Scams to watch out for on your travels

"There's a sucker born every minute." Though we can't be completely sure who said it, we can be sure some shady dealers try to exploit it. For many scammers trying to make a sucker out of someone, travellers and tourists can be easy targets.

Falling for a travel scam isn't something to be embarrassed about. But with our helpful hints about the most common scams to watch out for, you'll find it much easier staying safe abroad, and enjoy the world without any worries.

Travel scams

What are some common travel scams?

The broken taximeter

Some taxi drivers can spot a tourist a mile away, and might try to take advantage of your lack of local knowledge. If you get into a licensed taxi, check that the meter is running. Without a working meter, they could try and land you with an absurdly high fare at the end.

The locker key scam

Popular tourist destinations often have lockers at or near big stations – so travellers can store luggage while they explore, before travelling on.

The scam to be aware of is if somebody offers you a key to their locker. Though this might seem like goodwill between fellow travellers, you could find your locker emptied of its contents when you come back to it.

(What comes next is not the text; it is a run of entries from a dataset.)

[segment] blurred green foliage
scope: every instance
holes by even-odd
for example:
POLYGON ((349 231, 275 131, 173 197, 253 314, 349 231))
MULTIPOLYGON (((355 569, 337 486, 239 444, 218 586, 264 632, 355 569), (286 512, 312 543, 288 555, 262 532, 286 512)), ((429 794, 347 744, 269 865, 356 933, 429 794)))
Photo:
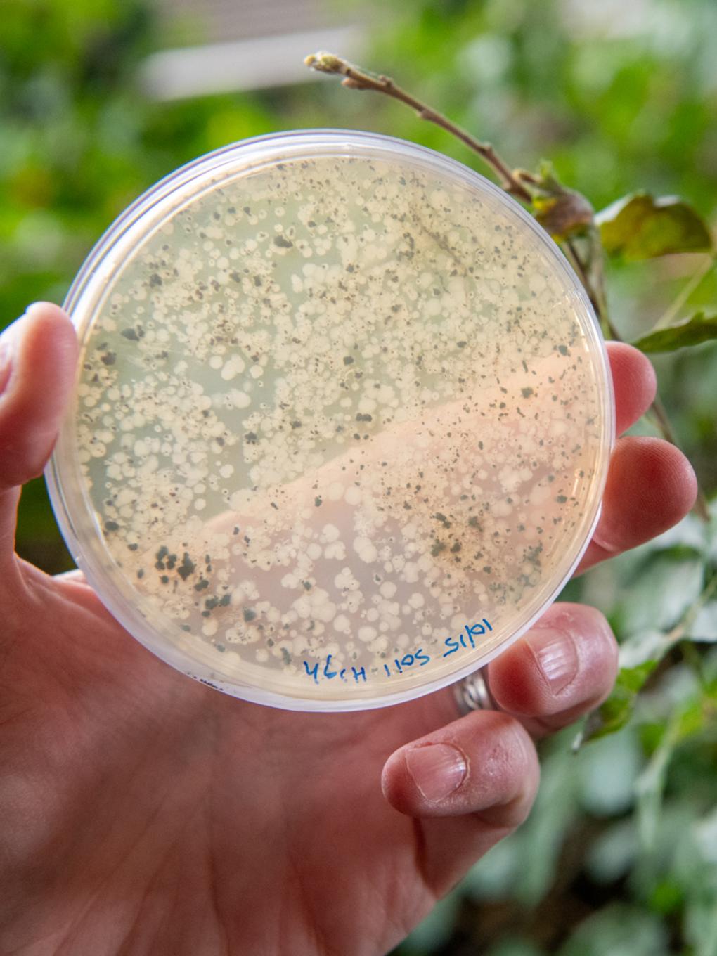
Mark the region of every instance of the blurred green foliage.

The scammer could have a duplicate key, or they'll convince you that your locker key isn't working and will demonstrate how to lock it for you. When they hand you back your key, it might not actually be the key to the locker. You think you've saved a few coins, but this scam will prove costly.

An unwanted gift

Nothing comes for free in life, not even a bit of rosemary from a fake Buddhist. People can dress as religious members, charity workers, or pretend to be deaf or blind and come up to 'gift' you something.

Whether it's a bracelet, a bit of rosemary or some other trinket, you'll be presented with it in such a manner that it's hard to refuse – scammers will play on your politeness. But once you've accepted the gift, you'll be expected to pay, and they may well cause a scene to embarrass you in to paying up quickly.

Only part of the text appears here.